I have found the LLMs to be wrong in random insidious ways, so trusting them with anything critical is terrifying.

Recent (as in last few days/weeks) incidents using different models/tools:

* Google AI search summary compare product A & B, call out a bunch of differences that are correct.. and then threw in features that didn't exist

* Work (midsize company with big AI team / homebuilt GPT wrappers) PDF parsing for company headquarters address, it hallucinated an address that didn't exist in the document

* Work, a team using frontier model from top 2 AI lab was using it to perform DevOps type tasks, requested "Restart XYZ service in DEV environment". It responded "OK, restarting ABC service in PROD environment". It then asked for confirmation AFTER actioning whether they meant XYZ in DEV or ABC in PROD... a little too late.

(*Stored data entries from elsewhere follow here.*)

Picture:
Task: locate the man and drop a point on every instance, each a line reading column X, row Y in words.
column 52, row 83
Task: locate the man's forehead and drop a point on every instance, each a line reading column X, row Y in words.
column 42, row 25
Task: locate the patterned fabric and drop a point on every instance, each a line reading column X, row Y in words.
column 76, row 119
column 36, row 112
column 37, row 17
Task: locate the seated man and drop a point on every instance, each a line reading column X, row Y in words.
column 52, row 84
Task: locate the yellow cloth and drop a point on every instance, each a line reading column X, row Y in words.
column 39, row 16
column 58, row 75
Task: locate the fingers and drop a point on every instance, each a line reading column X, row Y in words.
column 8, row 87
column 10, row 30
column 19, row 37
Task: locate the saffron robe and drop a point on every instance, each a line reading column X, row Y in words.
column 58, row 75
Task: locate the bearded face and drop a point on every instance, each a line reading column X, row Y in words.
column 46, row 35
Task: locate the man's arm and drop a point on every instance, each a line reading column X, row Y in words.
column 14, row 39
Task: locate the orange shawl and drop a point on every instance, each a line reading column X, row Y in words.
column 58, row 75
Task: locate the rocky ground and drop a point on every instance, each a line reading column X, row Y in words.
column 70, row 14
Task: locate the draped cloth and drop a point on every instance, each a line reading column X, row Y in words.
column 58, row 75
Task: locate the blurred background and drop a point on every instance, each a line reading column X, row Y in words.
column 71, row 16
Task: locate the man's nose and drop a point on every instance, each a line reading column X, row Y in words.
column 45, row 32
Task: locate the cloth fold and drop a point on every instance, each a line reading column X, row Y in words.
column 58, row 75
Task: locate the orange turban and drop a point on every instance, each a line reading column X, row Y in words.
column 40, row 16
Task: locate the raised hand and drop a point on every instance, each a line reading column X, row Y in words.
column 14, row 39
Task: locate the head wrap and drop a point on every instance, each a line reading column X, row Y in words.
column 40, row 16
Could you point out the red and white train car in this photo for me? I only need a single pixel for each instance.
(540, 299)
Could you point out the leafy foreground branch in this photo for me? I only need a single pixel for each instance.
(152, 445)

They are very difficult tools to use correctly when the results are not automatically verifiable (like code can be with the right tests) and the answer might actually matter.

▲

rsynnott 5 hours ago | parent [-]

> Work, a team using frontier model from top 2 AI lab was using it to perform DevOps type tasks, requested "Restart XYZ service in DEV environment". It responded "OK, restarting ABC service in PROD environment". It then asked for confirmation AFTER actioning whether they meant XYZ in DEV or ABC in PROD... a little too late.

... Wait, they gave the magic robot _access to modify their production environment_?!

Bloody hell, there's no helping some people.

	▲	steveBK123 5 hours ago \| parent [-]
		Yes, at a fairly large company that should otherwise know better. The problem with all these orgs hiring "AI experts" is the adverse selection of finding the people who "know AI" but can't get a job at AI lab, startup, big tech, or literally any other job using AI that is better than "making excel do AI more good". It's like Big Data / Cybersecurity / DevOps / Big Agile / Cloud Evangelist / Data Science grifter playbook all over again.